A Node JS data pipeline to scrape Serum DEX events and push them to an S3 bucket for use in a Snowflake cluster.
Event schema derived from SerumTaxTime, node pipeline architecture inspired by 0x Data Pipeline, Serum event scraper code from Mango Markets' Serum History.
The basic logic of the scraper works like this:
- Pull the Serum markets from Serum's repo
- Iterate over the markets, scrape the new trades and append into a CSV
- Check if the CSV is over 250 MB or not (Snowflake's recommended batch size)
- If the CSV is over 250 mb, upload it to S3 (Snowpipe takes it over from here) and start a new CSV for the scrapers to append to.
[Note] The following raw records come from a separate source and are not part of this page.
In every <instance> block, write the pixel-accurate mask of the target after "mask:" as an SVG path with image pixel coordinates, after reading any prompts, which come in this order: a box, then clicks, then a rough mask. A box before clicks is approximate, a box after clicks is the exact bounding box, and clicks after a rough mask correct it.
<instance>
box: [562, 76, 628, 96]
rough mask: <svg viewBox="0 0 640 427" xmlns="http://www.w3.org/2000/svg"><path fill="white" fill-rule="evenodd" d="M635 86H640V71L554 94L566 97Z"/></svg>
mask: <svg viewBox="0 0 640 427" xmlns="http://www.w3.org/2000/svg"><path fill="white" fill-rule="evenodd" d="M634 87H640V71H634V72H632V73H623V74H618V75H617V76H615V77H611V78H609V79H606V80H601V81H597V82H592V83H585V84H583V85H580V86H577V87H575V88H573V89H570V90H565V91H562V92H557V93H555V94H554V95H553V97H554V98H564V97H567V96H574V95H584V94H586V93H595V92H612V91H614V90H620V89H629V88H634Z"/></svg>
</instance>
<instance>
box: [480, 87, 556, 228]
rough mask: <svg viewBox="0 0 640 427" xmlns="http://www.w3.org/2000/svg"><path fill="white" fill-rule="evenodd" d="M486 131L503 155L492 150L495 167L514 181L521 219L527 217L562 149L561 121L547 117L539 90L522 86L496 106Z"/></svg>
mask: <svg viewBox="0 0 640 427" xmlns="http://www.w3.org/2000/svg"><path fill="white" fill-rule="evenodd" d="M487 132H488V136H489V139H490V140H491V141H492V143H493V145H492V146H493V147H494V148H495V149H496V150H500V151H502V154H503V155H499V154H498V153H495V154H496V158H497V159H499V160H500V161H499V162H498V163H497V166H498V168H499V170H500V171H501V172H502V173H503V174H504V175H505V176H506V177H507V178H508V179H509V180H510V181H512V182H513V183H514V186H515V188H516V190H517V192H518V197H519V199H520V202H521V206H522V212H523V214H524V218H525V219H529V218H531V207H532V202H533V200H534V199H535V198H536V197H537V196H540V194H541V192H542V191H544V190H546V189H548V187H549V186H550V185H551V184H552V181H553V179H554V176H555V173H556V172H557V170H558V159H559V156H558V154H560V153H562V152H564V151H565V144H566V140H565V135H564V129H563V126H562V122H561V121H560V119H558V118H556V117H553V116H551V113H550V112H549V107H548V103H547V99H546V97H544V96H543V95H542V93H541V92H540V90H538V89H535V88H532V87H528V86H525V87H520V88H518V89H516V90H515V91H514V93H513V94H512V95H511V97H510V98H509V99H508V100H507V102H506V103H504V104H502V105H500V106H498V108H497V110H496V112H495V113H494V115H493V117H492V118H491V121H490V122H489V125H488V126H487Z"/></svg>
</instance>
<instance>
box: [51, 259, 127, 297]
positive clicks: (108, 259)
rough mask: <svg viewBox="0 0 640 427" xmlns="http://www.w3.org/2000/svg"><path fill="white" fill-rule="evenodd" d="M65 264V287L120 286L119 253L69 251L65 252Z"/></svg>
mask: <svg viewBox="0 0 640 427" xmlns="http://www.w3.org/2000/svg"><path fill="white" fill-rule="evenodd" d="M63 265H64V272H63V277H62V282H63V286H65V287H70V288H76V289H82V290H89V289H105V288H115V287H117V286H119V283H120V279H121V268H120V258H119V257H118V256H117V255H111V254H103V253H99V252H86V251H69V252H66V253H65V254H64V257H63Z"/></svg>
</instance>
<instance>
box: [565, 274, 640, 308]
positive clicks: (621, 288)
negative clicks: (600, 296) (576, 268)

The Serum DEX scraper is dependent on the structure of the Serum DEX contracts. The Serum DEX contracts store all filled orders in a rotating buffer - with each order that's pushed onto the queue, the Sequence Number is ratcheted up by one. Thus, you can get the difference in Sequence Number from the JSON RPC response header, and pull the part of the JSON response that corresponds to that number of events.
So, each scraper is responsible for a single market, and keeps track of the Last Sequence Number that it saw in a file in pipeline/
, pulls the new events based off of this watermark, and then writes the new watermark to it.
Use yarn
to install.
Set up .env
in the same folder as sample.env
.
Use yarn dev
to run.